Okay lets start this entry.... Well two start off with my mind, I am feeling mixed emotions! In fact I am feeling almost all the basic moods. Happy- Because I am growing closer to a old friend who I never thought I would get this close to again.... But you know what I like it, I mean we stopped being friends for quite some time, and when I think about... I think we just needed to take a break and start over because right now it's going great. *knocks on wood* Sorry don't wanna jinx myself. Anyways also Sad- Because I am lonely.... Just wanting to feel wanted&loved/you know what I mean! Also Angry- Because My parents do not see and don't understand my feelings/relationship towards Mr.
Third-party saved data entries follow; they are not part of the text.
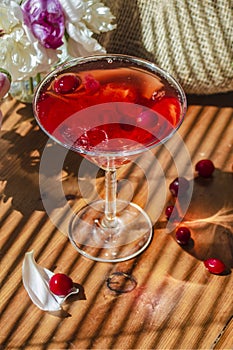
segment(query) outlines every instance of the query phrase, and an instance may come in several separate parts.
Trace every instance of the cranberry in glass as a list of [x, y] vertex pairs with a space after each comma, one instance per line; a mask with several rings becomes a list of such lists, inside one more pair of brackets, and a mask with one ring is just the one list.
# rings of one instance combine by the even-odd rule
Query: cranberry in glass
[[195, 170], [202, 177], [210, 177], [215, 170], [215, 166], [210, 159], [202, 159], [197, 162]]
[[158, 122], [158, 115], [152, 110], [145, 110], [137, 117], [137, 126], [142, 129], [151, 129]]
[[184, 194], [189, 188], [189, 182], [184, 177], [177, 177], [169, 185], [169, 190], [174, 197], [178, 196], [180, 191], [181, 195]]
[[54, 81], [54, 90], [59, 94], [69, 94], [80, 85], [80, 79], [74, 74], [66, 74]]
[[84, 78], [84, 87], [87, 92], [94, 94], [100, 89], [100, 83], [91, 74], [88, 74]]
[[207, 270], [213, 274], [219, 275], [226, 270], [226, 265], [222, 260], [217, 258], [209, 258], [204, 261]]
[[191, 237], [191, 233], [190, 233], [190, 230], [188, 229], [188, 227], [180, 226], [176, 230], [176, 240], [179, 244], [181, 244], [181, 245], [188, 244], [190, 237]]
[[100, 128], [92, 128], [86, 132], [87, 141], [91, 147], [98, 146], [104, 141], [108, 140], [106, 132]]
[[65, 297], [72, 291], [73, 281], [64, 273], [56, 273], [49, 281], [49, 289], [53, 294]]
D. I let them see what they wanted to see, I made them see my relationship towards him as a brotherly/sister kind of thing... But really him and I could be much more, but only my parents can't see it! And It bugs me because I don't think they ever will, my mom will never approve and my father will always say we'll discuss this later, and then puts it off!..... Pressured- My school/ grades/ being a good daughter and student. See and there's more but that would just take to long!
Well off of boys topic.... I am growing closer to Ms. A! And it shocks me because I would have never thought of me and her becoming this close a few months ago. But you know what it's okay! Because I would rather be a close friend or even a friend to her than not at all.
I would type more but well... I got to go talk to some friends and dream! so night night!